En este número se incluyen una serie de artículos bajo la palabra ‘Naufragios’, que explican -en algunos casos de manera bella y cruda a la vez- el naufragio de la sociedad en la que vivimos. Un especial sobre García Lorca, incluyendo todas las apariciones en la revista de artículos sobre el tema. Una amplia serie de reportajes sobre el estado del teatro gallego, salas, grupos, incluyendo -sorpresa agradable- un apartado de narración oral. También uno más breve sobre el teatro en Colombia.
Como es habitual se incluyen tres textos teatrales. Moje holka, moje holka de Itziar Pascual y Amaranta Osorio, premio Jesús Domínguez y que se basa libremente en la historia de Vava Schoenova, y que son dos monólogos entre una mujer histórica y una moderna. Personalmente me ha resultado excesivamente plano y obvio, aunque contiene algún momento tierno.
También Lorcas, de Guillermo Heras, donde tres actores que hacen de Lorcas dialogan con ellos mismos. Tampoco ha acabado de convencerme. Finalmente Lorca al vacío de María Velasco, que sin llegar a maravillarme por lo menos tiene momentos muy buenos de lenguaje teatral.
La revista siempre es recomendable.
Nunca sabremos realmente dónde está ítaca. Y eso, lejos de desasosegarnos, debería de ser un alivio. Tendría que resultar tranquilizador contar con -al menos-una certeza, la de que hay lugares que nunca alcanzaremos y que, sin embargo, seguirán siendo nuestro refugio.

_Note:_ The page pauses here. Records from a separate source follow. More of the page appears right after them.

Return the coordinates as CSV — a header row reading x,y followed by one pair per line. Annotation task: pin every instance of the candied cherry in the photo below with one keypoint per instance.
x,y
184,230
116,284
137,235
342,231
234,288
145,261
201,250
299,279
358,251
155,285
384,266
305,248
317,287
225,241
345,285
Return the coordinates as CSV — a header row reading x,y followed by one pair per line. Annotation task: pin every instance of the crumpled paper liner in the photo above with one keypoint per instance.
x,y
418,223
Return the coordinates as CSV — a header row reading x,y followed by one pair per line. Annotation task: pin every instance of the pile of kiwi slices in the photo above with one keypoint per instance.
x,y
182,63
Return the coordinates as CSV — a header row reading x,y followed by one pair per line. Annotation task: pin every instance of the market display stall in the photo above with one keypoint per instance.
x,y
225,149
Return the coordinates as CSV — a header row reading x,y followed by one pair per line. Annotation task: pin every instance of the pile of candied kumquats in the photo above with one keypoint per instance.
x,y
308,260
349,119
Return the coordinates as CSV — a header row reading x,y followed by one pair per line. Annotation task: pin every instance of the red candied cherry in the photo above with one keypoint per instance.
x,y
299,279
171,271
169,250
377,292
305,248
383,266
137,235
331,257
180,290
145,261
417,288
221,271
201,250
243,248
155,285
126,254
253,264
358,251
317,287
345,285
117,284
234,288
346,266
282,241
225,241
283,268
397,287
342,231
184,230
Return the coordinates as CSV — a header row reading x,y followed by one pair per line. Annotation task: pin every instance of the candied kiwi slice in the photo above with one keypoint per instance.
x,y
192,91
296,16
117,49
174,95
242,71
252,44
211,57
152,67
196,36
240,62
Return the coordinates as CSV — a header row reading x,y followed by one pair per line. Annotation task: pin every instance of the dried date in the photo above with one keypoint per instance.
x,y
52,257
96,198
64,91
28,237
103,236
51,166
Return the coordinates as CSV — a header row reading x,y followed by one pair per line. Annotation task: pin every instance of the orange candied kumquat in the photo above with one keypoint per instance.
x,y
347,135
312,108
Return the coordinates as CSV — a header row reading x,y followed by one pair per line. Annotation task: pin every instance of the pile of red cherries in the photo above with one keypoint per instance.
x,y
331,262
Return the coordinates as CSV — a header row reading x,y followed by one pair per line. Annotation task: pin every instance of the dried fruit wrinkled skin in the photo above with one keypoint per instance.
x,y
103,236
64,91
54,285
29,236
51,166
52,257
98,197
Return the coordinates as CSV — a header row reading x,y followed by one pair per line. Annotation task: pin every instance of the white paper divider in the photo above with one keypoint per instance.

Porque la esperanza de conquistar esa isla nos permite continuar navegando, a pesar de que el mar esté lleno de esos lestrigones y cíclopes que amenazaban a Odiseo y que Kavafis nos pedía que no temiésemos. Criaturas mitológicas que, en su versión contemporánea, han cambiado las formas, no su voracidad. Y es fácil ceder al miedo y dejarse llevar por el derrotismo cuando somos conscientes de su proximidad, incluso resulta cómodo asentir ante ese «cualquier tiempo pasado fue mejor» que ningún viajero debería pronunciar jamás. Porque el viaje carece de sentido si no se cree en la posibilidad de arribar a algún lugar donde ser aún más libres. Y, quién sabe, tal vez algo mejores.
1.
Sombra de Lorca.- Señoras y señores, no voy a levantar el telón para alegrar al público Ni mucho menos a declamar el primer monólogo de la Comedia sin título. Juan Diego Boto lo hacía en esa película sobre la guerra de Irak, pero no poseo el acento ni el sex-appeal argentinos. Yo vengo para pedir perdón, en nombre de la compañía, por todo cuanto aquí va a suceder. Au-to-jus-ti-fi-car-nos. Al fin y al cabo, un teatro y un cine son simplemente lugares climatizados. Yo he visto a indigentes pagar su entrada a los Cines Doré para dormir la siesta al calor. Mejor dormirla, si no con un cuerpo al lado, con el rumor de una película muda y la caricia de un piano.
Las colas de la taquilla abultaban como las de un comedor social: los desposeídos comiendo medio libro y leyendo un pan.
No obstante, no disculpo al autor ni eximo a los cómicos de su responsabilidad. ¡Dios me libre! El deber de un autor, de un poeta, es decir «¡Oh qué hermosas margaritas!» aun cuando le disparan dos balas en el culo, «¡por marica!» y sonreír en todas y cada una de las firmas de libros. No me vale un justificante de mamá ni del médico familiar: «Mi hijo no puede hacer la gimnasia, que tiene un soplo al corazón».